Interpreting Shot Based Expected Goals
This post is meant to highlight some of the flaws with how people think about shot based expected modeling and provide a probability theory approach to goals in soccer games.
So right now a really hot topic in soccer is shot based expected goals, or expected goals, and the rough notion is that for every shot you can calculate the probability that it ends up in a goal. Most teams or data analyst then sum up all of the shot probabilities to produce a number that is the teams shot based expected goals for a match. Here is a great video on a data analyst for NYCFC talking about expected goals. If you look at the talk he goes in and analyzes a game where he describes nycfc taking 14 shots and having 1.1 expected goals and Orlando City to have .9 expected goals from 7 shots. If you are thinking this game probably ended in a tie, then you are mistaken and this article might help you understand the data better than that simple number, or the time graph later in the linked youtube video.
First I decided to make a fake example to understand the data better, consider a game in which team A shoots the ball 10 times each with a 10% chance probability of scoring, and team B shoots the ball two times each with a 50% chance of scoring. This makes it so that each team is expected to score 1 goal on average, but more interestingly is the probability distribution of total goals each team should be expected to score. For team B we can compute that four out comes exist for the chances they take, shots 1 and 2 both score, they both miss, shot 1 goes in and shot 2 misses, or shot 2 goes in and shot 1 misses.

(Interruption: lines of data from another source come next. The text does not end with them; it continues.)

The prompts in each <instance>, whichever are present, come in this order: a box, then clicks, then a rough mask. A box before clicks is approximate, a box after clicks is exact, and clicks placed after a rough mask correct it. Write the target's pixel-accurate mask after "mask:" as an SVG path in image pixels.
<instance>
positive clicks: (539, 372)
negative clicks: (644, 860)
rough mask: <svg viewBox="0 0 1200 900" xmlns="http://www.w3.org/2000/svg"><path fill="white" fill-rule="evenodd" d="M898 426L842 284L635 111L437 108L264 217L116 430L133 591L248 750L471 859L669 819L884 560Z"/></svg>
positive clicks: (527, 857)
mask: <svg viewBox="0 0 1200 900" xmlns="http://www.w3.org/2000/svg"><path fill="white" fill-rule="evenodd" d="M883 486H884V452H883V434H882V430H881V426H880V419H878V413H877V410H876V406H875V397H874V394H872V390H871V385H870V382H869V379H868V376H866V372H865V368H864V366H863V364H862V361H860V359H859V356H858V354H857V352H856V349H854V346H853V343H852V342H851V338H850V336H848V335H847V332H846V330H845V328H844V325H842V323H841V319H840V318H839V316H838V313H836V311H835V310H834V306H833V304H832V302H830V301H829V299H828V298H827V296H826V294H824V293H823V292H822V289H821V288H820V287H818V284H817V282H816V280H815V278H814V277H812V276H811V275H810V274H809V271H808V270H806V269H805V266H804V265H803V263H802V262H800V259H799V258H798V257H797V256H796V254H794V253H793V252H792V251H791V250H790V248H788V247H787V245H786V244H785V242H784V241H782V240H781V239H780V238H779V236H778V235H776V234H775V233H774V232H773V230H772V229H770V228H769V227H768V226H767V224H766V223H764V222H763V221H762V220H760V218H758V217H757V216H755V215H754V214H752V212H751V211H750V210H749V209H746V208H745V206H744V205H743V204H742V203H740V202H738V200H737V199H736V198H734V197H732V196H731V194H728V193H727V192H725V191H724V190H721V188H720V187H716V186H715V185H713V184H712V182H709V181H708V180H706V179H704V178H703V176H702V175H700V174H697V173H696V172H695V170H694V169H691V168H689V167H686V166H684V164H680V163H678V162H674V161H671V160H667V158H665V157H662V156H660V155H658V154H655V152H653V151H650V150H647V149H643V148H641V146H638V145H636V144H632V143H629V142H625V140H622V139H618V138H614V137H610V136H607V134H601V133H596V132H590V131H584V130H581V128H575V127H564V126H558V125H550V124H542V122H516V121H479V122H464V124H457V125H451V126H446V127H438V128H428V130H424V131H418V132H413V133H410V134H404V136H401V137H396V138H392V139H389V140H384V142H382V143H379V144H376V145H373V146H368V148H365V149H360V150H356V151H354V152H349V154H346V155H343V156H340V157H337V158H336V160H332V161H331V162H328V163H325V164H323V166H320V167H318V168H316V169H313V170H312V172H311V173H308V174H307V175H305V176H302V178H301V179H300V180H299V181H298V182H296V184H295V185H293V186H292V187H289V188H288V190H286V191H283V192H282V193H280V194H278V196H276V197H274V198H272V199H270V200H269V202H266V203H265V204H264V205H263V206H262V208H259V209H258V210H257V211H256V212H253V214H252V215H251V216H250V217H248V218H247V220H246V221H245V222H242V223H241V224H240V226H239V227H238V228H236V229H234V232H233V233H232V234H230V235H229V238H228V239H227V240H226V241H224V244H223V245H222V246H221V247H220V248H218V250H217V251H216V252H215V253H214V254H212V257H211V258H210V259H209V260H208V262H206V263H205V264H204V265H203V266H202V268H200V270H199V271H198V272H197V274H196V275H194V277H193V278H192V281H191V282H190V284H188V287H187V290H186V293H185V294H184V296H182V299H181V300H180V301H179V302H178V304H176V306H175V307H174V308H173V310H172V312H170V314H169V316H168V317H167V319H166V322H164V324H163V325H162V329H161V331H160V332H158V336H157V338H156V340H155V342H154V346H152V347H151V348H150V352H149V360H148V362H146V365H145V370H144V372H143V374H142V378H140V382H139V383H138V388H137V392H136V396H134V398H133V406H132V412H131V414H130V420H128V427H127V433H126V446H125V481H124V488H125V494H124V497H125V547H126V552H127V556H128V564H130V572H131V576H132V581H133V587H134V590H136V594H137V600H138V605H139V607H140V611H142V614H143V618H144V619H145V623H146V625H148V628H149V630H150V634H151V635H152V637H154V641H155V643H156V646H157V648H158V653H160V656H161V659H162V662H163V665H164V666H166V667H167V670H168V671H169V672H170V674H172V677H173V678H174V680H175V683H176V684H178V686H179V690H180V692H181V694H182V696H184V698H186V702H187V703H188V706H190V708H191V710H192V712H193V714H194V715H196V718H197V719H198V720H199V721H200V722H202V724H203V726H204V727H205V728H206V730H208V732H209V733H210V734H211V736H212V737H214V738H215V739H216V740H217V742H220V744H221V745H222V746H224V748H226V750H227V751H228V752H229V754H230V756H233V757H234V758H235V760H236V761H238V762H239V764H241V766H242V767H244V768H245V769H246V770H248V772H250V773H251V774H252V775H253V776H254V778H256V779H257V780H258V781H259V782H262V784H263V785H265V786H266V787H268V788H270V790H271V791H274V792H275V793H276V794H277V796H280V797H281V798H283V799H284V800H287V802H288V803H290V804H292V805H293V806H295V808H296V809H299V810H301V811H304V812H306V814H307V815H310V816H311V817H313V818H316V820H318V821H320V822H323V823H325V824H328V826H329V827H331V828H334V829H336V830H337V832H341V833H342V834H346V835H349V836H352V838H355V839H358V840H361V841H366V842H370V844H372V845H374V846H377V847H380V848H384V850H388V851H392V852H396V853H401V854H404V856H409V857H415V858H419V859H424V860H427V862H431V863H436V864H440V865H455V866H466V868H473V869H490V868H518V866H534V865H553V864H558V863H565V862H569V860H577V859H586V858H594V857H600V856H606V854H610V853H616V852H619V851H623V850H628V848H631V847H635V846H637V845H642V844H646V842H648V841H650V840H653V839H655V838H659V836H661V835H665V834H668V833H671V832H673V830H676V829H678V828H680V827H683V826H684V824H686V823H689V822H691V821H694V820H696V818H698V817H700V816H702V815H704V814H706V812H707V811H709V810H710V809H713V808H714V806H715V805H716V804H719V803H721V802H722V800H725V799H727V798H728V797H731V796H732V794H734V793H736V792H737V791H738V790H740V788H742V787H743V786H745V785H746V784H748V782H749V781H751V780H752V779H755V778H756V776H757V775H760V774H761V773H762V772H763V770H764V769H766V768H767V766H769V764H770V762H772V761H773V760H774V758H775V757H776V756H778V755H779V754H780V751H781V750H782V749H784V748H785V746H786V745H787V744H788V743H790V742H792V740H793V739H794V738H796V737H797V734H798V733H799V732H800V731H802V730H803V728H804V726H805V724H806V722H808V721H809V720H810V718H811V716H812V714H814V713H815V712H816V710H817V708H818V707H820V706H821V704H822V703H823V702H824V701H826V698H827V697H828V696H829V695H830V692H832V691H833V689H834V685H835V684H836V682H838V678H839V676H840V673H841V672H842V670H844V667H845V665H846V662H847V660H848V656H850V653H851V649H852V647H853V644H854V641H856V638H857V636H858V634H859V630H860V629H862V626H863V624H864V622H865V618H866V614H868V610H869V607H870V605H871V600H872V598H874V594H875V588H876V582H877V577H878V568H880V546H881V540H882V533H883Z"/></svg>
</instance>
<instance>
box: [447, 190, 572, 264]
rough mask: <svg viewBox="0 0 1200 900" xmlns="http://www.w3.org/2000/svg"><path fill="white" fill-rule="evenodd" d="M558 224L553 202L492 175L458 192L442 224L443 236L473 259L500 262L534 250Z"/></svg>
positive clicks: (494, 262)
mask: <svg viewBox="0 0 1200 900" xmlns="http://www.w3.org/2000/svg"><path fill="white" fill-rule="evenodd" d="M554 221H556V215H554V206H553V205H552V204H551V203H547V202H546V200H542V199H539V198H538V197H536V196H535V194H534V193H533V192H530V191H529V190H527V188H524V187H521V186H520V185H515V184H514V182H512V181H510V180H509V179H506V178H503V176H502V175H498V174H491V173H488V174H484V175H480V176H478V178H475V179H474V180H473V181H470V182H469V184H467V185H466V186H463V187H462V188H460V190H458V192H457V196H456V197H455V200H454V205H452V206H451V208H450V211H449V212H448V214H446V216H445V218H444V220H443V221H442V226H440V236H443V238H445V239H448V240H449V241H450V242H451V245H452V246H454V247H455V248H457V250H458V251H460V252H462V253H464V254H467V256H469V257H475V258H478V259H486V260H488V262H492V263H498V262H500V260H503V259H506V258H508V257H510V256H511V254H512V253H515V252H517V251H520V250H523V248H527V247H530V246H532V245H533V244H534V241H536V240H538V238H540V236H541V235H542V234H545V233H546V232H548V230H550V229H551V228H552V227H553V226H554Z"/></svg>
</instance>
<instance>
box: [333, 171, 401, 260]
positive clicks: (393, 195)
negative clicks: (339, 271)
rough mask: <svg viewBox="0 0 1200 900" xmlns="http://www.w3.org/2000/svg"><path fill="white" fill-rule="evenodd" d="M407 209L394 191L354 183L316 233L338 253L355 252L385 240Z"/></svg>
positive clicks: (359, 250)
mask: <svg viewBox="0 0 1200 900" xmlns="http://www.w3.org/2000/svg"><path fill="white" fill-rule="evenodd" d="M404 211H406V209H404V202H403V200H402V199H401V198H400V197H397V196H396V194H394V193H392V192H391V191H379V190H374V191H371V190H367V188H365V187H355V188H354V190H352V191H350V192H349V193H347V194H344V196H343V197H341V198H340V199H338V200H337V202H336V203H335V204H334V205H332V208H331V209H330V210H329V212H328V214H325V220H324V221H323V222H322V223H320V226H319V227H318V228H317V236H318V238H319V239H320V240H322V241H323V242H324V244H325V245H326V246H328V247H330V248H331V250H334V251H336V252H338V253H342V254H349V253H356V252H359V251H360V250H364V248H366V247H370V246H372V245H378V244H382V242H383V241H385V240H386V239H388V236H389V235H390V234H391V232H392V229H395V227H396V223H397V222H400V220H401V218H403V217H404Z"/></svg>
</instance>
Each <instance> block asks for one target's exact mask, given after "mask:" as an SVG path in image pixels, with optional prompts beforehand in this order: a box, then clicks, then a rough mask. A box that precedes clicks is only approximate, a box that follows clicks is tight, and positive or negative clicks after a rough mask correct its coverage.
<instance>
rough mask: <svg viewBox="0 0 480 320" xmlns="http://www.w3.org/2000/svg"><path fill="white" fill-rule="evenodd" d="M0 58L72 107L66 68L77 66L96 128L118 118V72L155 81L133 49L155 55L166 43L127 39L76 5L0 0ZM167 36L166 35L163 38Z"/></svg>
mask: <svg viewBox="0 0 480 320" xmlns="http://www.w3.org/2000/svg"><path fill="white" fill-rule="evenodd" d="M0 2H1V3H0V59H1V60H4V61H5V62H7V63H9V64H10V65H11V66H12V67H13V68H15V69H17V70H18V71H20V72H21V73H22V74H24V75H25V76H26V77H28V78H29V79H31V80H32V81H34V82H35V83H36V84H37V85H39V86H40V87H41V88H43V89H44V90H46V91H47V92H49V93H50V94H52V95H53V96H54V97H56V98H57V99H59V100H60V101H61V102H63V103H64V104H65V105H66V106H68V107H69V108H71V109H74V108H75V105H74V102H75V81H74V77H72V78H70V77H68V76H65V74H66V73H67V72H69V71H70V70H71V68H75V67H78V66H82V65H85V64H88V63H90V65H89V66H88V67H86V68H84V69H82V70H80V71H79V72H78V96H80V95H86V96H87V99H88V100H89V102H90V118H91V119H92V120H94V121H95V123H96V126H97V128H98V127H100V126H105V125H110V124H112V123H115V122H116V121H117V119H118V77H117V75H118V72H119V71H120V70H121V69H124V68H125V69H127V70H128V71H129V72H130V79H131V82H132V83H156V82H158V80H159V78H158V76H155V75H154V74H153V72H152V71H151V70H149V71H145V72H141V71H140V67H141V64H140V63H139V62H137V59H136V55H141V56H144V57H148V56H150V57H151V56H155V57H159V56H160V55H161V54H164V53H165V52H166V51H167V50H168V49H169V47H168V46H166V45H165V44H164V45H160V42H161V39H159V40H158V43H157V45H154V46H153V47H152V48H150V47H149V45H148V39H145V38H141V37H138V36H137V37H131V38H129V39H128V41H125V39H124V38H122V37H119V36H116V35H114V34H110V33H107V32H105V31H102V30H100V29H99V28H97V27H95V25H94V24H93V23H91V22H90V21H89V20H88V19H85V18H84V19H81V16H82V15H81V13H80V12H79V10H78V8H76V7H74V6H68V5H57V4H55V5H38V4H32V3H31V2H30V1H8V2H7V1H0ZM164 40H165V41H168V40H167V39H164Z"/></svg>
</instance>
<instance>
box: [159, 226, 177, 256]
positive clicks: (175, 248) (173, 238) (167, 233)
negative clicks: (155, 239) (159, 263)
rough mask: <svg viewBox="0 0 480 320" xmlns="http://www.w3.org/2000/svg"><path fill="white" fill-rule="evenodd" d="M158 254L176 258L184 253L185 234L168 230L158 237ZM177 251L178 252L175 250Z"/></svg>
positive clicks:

Since both chances score with 50% probability, each of these outcomes is equally likely. We can do this same type of analysis for the first game as well but there are over one thousand combinations of shot outcomes, so instead I aggregate them all up. and get a chance distribution.
You can see here that the probability distributions are not the same even though they scored the same number of goals on average. You can verify this because intuitively it is impossible to score 3 goals from 2 chances and thus the red bars only go up to 2. The blue bars could hypothetically go up to 10 since all 10 shots could go in, but the probability of that happening is almost like that of winning the lottery. The point of this visualization is that just because you are expected to score 1 goal does not mean it is most likely that you will score 1 goal.